Smartphone in classe?

La ministra Fedeli, a inizio anno, ha espresso il suo placet per l’introduzione degli smartphone in classe. E noi di FQCP ci siamo subito detti, ci facciamo una riflessione?

Visto che la Fedeli aveva fatto questa dichiarazione a “Futura”, ossia un convegno sul tema del Piano Nazionale della Scuola Digitale, ho ficcato il naso nelle 140 pagine del Piano per capire in sostanza, cosa s’intende e come si declina il digitale a scuola. Le premesse sono buone: “Questo Piano non è un semplice dispiegamento di tecnologia: nessun passaggio educativo può infatti prescindere da un’interazione intensiva docente discente e la tecnologia non può distrarsi da questo fondamentale “rapporto umano” (PNSD pg 7 ).

Poiché l’innovazione tecnologica è il cavallo su cui puntare per essere un paese all’avanguardia, le altre restanti pagine sono di fatto un piano strategico per introdurre e implementare l’utilizzo della tecnologia come strumento di supporto didattico, come aiuto organizzativo nella gestione amministrativa della scuola, come possibilità di una migliore interazione tra i diversi attori del mondo scuola e infine come strumento che facilita e migliora l’apprendimento.

In merito all’analisi medium, linguaggio e implicazioni culturali, queste le poche righe dedicate dal PSDN: La scuola italiana non può essere lasciata sola nella costruzione di una posizione sull’Educazione ai Media e sulle implicazioni del digitale: è la nostra società ad averne bisogno. Le ramificazioni sono profonde, e in alcuni casi “competitive” rispetto alle competenze sviluppate dal nostro sistema fino ad ora: pensiamo al rapporto tra calligrafia e fluent typing a tastiera; al rapporto poco documentato tra tecnologie digitali, creatività e creatività manuale; a come (e se) le tecnologie modificano le dinamiche di memoria, attenzione, lettura e costruzione di pensiero. A questo si aggiunge una non facile interpretazione delle dinamiche sociologiche.

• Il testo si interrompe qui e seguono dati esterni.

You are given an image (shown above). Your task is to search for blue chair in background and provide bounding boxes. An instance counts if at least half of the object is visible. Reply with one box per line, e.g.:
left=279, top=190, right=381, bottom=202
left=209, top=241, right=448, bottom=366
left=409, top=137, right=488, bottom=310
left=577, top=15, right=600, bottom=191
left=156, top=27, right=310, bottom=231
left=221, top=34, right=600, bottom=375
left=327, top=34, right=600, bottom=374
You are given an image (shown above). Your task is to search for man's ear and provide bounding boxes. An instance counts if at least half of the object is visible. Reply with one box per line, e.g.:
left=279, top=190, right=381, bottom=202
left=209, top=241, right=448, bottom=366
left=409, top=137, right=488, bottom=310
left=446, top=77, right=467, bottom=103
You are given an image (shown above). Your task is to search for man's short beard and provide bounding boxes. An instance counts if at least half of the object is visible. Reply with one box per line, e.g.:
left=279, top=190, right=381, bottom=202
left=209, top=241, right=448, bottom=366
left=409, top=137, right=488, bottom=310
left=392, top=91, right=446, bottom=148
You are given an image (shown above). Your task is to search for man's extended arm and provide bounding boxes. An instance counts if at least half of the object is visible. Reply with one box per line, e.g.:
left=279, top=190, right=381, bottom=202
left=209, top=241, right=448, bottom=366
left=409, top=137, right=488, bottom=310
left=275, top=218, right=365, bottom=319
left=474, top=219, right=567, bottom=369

Nel mentre facevo ricerche e riflettevo sulla questione, sono arrivate le elezioni. Ora sarà il futuro governo (sempre che ce ne sia uno a breve) ad accollarsi l’eredità della “Buona Scuola” e del PNSD e nulla impedisce che tutto ciò venga rivoluzionato. Resta il fatto che, chiunque arrivi a capo del Ministero dell’Istruzione, debba fare una seria e approfondita riflessione sulle connessioni tra medium, linguaggio, conoscenza e costruzione dell’identità. Se è vero, come dimostrano fior fiore di studi, che lo sviluppo cognitivo passa anche attraverso il linguaggio e che questo modella le nostre mappe cognitive, è lecito pensare che vi sia una forte relazione tra il linguaggio digitale (e il medium che è sempre più il “messaggio”) e lo sviluppo della mente.

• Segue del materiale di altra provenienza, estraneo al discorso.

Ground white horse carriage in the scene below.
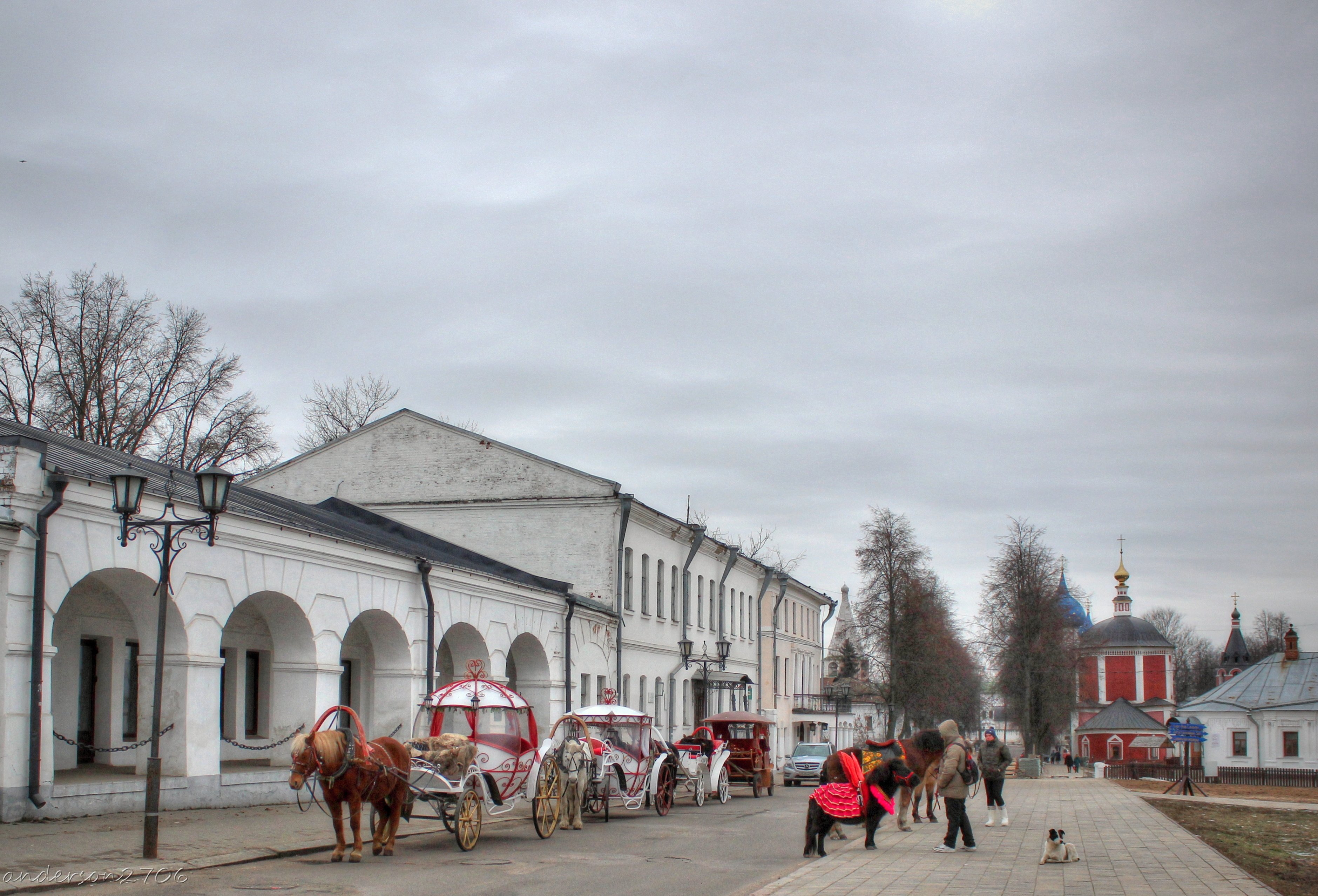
[546,697,677,821]
[672,726,731,806]
[405,660,563,851]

Un piano digitale per la scuola, luogo deputato alla conoscenza e alla crescita delle menti, che prenda sottogamba queste connessioni e si proietti sulla rivoluzione digitale senza aver preso in considerazione gli effetti della tecnologia sullo sviluppo cognitivo dei bambini e dei ragazzi (soprattutto quello dei bambini) mi pare scellerato.

I nostri figli sono dei nativi digitali, inutile nasconderlo. La tecnologia, per quanto una famiglia possa essere ligia alle “due ore di esposizione mediatica al giorno”, è ormai parte della loro vita e li condiziona. A scuola, l’utilizzo della LIM è costante; gli approfondimenti sul web sono pane quotidiano; non solo imparano a usare le applicazioni di base, ma molti fanno coding (l’ora del codice, come la chiama mio figlio). I vantaggi di un accesso rapido a informazioni di qualsiasi tipo sono innegabili, come la possibilità di fare una didattica sempre più ipertestuale e collegamenti interdisciplinari. Per non parlare della possibilità di caricare le lezioni su You tube e di poterle rivedere. Tutto positivo allora?

Le ricerche dicono di no*. Non è proprio tutto oro ciò che luccica e i risvolti di un apprendimento multitasking sono, tra gli altri, la mancanza di profondità. A furia di allargare il discorso, si rimane sulla superficie e non riesce ad approfondire, attratti dalle novità continue a portata di mano. Il cervello, tra le tante informazioni di cui dispone grazie alla velocità di ricerca, spesso attuata la lettura selettiva così detta skimming: una lettura orientativa e rapida che ci consente di cercare gli indizi (i frammenti) utili a ricostruire un testo senza però leggerlo tutto. Inoltre, visto che i motori di ricerca suggeriscono cosa cercare, gli utenti si lasciano trascinare dal flusso, a scapito di una ricerca attiva e creativa. L’effetto dell’apertura di tante finestre sul pc, (e di riflesso nella nostra mente), di tanti input che arrivano, è un sovraccarico sul cervello che non solo si stressa (burn out), ma va adattandosi a questa modalità “iperattiva”, reiterandola.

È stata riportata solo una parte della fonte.